Mas os dados mostraram uma ligação entre jogar games com comportamento mais agressivo e recomendado para pessoas mais velhas. Os pesquisadores descobriram que 51 por cento dos garotos que jogaram games recomendados para maiores de 17 anos tiveram uma briga no ano anterior, contra 28 por cento dos que jogaram games sem classificação.

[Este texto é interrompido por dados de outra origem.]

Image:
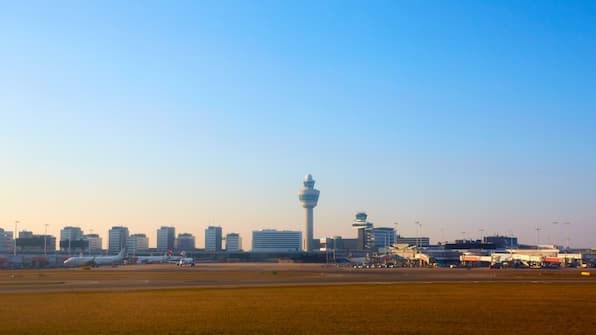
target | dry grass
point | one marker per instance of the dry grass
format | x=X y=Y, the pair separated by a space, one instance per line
x=481 y=308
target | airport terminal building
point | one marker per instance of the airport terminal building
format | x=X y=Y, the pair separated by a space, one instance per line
x=270 y=240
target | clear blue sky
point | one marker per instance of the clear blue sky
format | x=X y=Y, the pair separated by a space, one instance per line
x=464 y=115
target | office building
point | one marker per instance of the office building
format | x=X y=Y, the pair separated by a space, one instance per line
x=25 y=234
x=213 y=238
x=383 y=237
x=270 y=240
x=309 y=197
x=502 y=241
x=185 y=242
x=413 y=241
x=71 y=240
x=117 y=238
x=366 y=237
x=233 y=242
x=166 y=238
x=6 y=242
x=136 y=243
x=94 y=243
x=36 y=244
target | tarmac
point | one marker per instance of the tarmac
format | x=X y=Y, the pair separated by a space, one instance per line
x=234 y=275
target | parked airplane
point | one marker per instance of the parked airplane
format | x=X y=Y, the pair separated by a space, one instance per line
x=166 y=258
x=186 y=261
x=96 y=260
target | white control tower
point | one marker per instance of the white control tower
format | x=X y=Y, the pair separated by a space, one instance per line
x=308 y=196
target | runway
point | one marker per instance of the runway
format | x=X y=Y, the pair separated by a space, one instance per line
x=213 y=275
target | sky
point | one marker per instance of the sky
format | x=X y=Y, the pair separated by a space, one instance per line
x=471 y=117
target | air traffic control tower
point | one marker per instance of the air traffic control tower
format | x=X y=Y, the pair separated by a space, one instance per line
x=308 y=196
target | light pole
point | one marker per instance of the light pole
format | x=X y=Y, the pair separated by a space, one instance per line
x=568 y=228
x=45 y=241
x=418 y=229
x=16 y=223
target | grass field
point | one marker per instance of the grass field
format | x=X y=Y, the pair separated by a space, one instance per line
x=445 y=308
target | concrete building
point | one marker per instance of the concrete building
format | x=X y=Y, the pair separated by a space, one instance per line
x=94 y=243
x=6 y=242
x=71 y=240
x=38 y=244
x=213 y=237
x=366 y=237
x=502 y=241
x=383 y=237
x=185 y=242
x=309 y=197
x=413 y=241
x=166 y=238
x=25 y=234
x=270 y=240
x=136 y=243
x=233 y=242
x=117 y=237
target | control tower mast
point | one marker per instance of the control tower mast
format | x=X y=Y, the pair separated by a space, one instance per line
x=308 y=196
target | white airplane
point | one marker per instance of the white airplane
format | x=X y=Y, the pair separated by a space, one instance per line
x=96 y=260
x=186 y=261
x=166 y=258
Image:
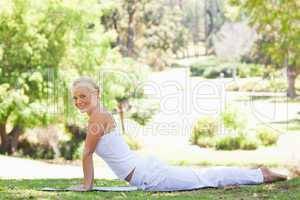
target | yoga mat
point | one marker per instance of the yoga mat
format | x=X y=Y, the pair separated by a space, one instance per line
x=102 y=189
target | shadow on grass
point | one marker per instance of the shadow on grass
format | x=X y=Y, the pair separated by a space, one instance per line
x=28 y=189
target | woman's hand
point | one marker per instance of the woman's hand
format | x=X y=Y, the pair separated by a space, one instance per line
x=79 y=188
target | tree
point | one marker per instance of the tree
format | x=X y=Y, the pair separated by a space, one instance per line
x=278 y=24
x=144 y=27
x=38 y=42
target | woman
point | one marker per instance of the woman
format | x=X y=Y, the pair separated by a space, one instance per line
x=104 y=138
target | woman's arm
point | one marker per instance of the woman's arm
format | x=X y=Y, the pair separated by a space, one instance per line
x=95 y=131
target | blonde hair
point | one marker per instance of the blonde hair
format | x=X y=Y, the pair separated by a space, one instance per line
x=89 y=82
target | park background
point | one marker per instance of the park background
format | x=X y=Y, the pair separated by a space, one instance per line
x=193 y=82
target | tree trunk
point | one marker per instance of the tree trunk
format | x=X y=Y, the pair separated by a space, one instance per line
x=292 y=75
x=3 y=137
x=14 y=138
x=121 y=110
x=130 y=31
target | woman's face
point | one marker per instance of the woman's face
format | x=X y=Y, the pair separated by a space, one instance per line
x=84 y=99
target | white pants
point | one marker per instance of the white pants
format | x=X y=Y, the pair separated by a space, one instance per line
x=154 y=175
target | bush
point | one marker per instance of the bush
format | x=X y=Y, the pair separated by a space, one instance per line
x=250 y=70
x=198 y=68
x=267 y=136
x=234 y=142
x=233 y=119
x=40 y=151
x=206 y=142
x=205 y=127
x=229 y=142
x=249 y=143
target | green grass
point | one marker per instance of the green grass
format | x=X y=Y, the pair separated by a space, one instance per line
x=28 y=189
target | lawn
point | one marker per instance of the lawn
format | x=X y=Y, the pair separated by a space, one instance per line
x=28 y=189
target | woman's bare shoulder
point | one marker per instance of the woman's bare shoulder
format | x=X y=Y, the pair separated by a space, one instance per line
x=102 y=118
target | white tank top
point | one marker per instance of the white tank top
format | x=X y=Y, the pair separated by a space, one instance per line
x=113 y=149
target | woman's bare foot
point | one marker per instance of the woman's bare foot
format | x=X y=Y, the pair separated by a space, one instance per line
x=270 y=176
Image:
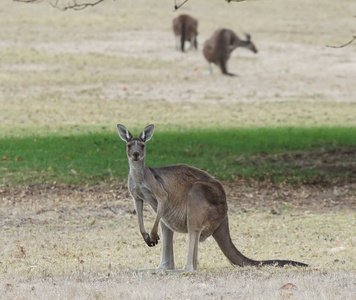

Uma das descobertas mais surpreendentes foi a popularidade desses jogos mais agressivos com as meninas. De fato, a série de jogos de crime "Grand Theft Auto" é a segunda mais popular entre as garotas, atrás apenas de "The Sims", um tipo de simulador da vida real.

Kutner e Olson apontaram que é preciso um estudo mais aprofundado porque os dados mostram apenas uma relação, sem estabelecer as causas. Não está claro se os jogos violentos levam à agressão ou se crianças agressivas são atraídas por jogos mais violentos.

Os pesquisadores também tentam colocar o videogame em um maior contexto da cultura popular. A ansiedade de muitos pais sobre os videogames reflete a preocupação que surgiu quando os filmes, gibis e a televisão se tornaram populares.

"Não estamos confortáveis colocando prós e contras. Temos sido convidados para ficar no lado pró-videogames em debates, e não me considero uma pessoa pró-videogame. Videgames são um meio termo", apontou Olson.